Et après de multiples essais, il a validé mon design, que voici :

Il était plutôt beau gosse, plutôt solide physique, bref mission accomplie. Je conserve également des feuilles de croquis préparatoires sur les différentes caractéristiques du visage de Link. Il est, par exemple, ici indiqué « androgyne ».

J’ai tenu à lui donner une aura un petit peu mystique qui plaise à la fois aux joueurs et aux joueuses.

► Merci beaucoup pour toutes ces précisions, mais cela reste du noir et blanc. Du coup, quand vous passez à la couleur, quels sont les points de colorisation qui ont demandé le plus votre attention ?

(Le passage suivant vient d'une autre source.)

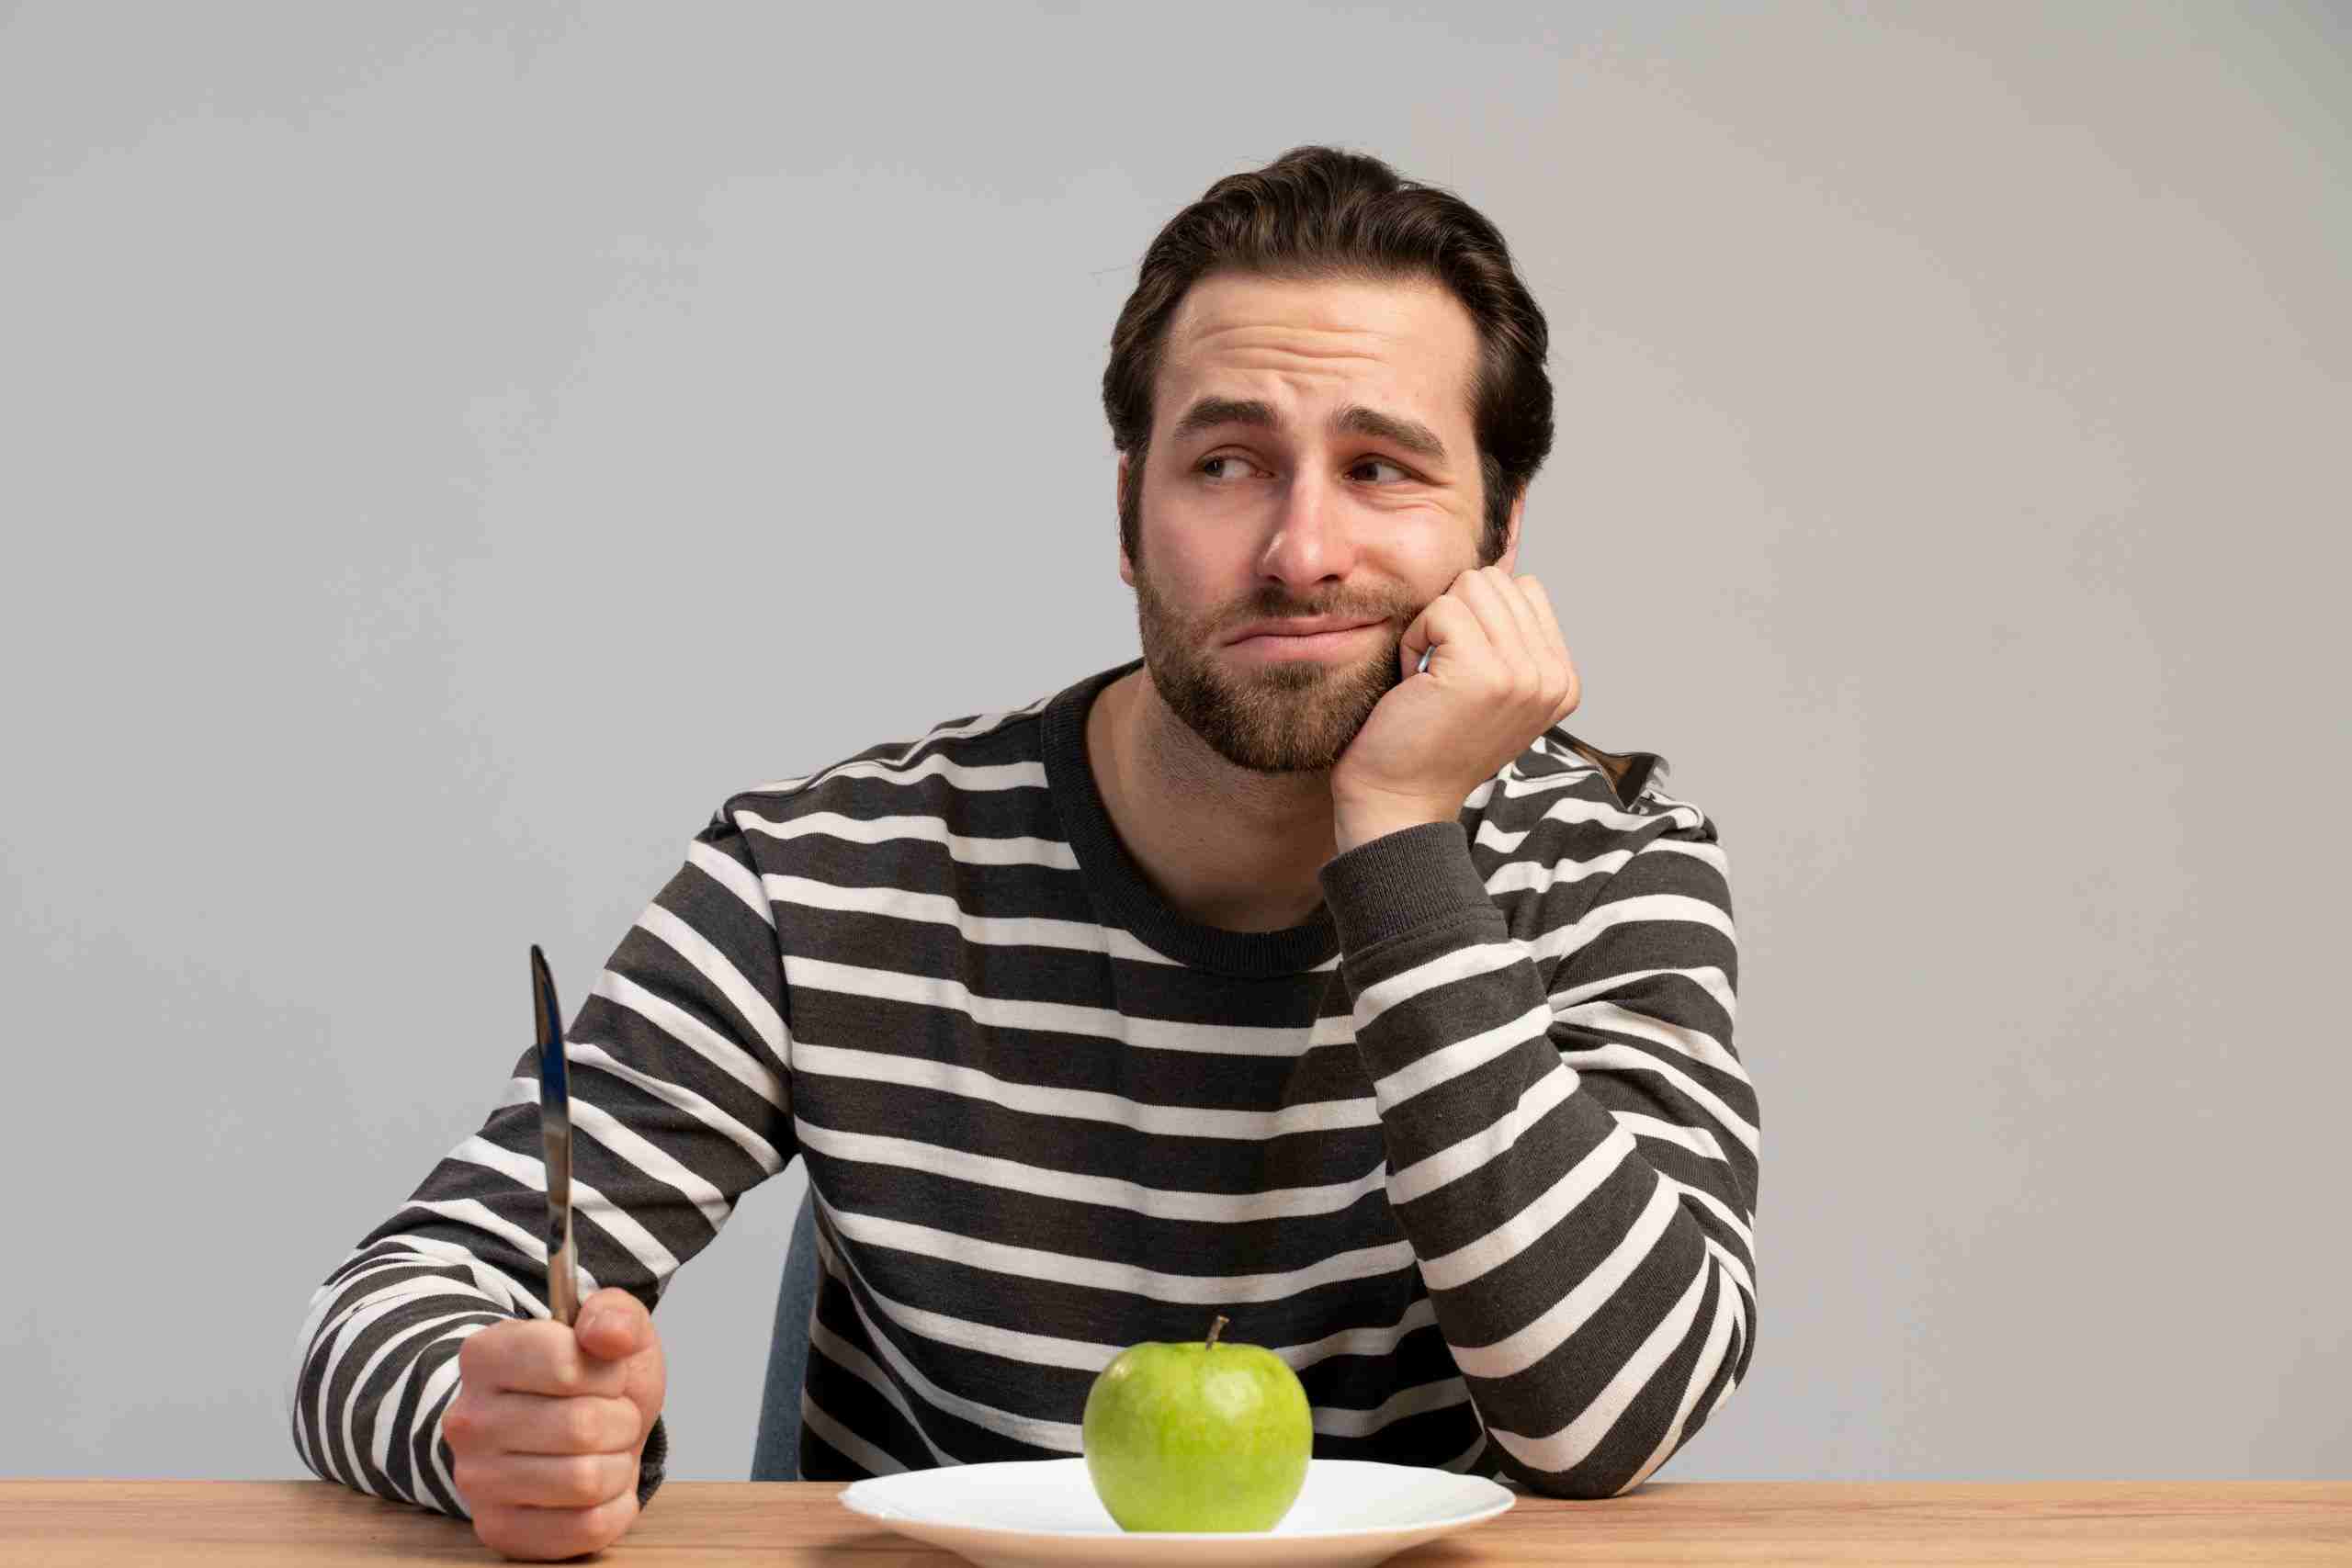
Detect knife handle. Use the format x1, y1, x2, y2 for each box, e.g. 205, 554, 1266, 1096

Yusuke Nakano : Pour la colorisation, j’avais surtout en tête une colorisation de type BD ou bien Comics, parce que ça donnait du poids et du relief.

► Je vois, c’est très intéressant. Du coup, j’ai envie de demander, M. Takizawa, qu’est-ce que vous avez fait sur Ocarina of Time ?

Satoru Takizawa : Dans Ocarina of Time, j’étais responsable du design des monstres et notamment des boss ou alors des sous-boss.

J’ai rejoint l’équipe après avoir terminé le développement de Starfox 64. Dès le premier jour, on m’a dit : « Bon, vous avez 6 mois pour concevoir 12 boss de taille énorme. » Je m’en souviendrai toute ma vie. C’est une histoire complètement ouf !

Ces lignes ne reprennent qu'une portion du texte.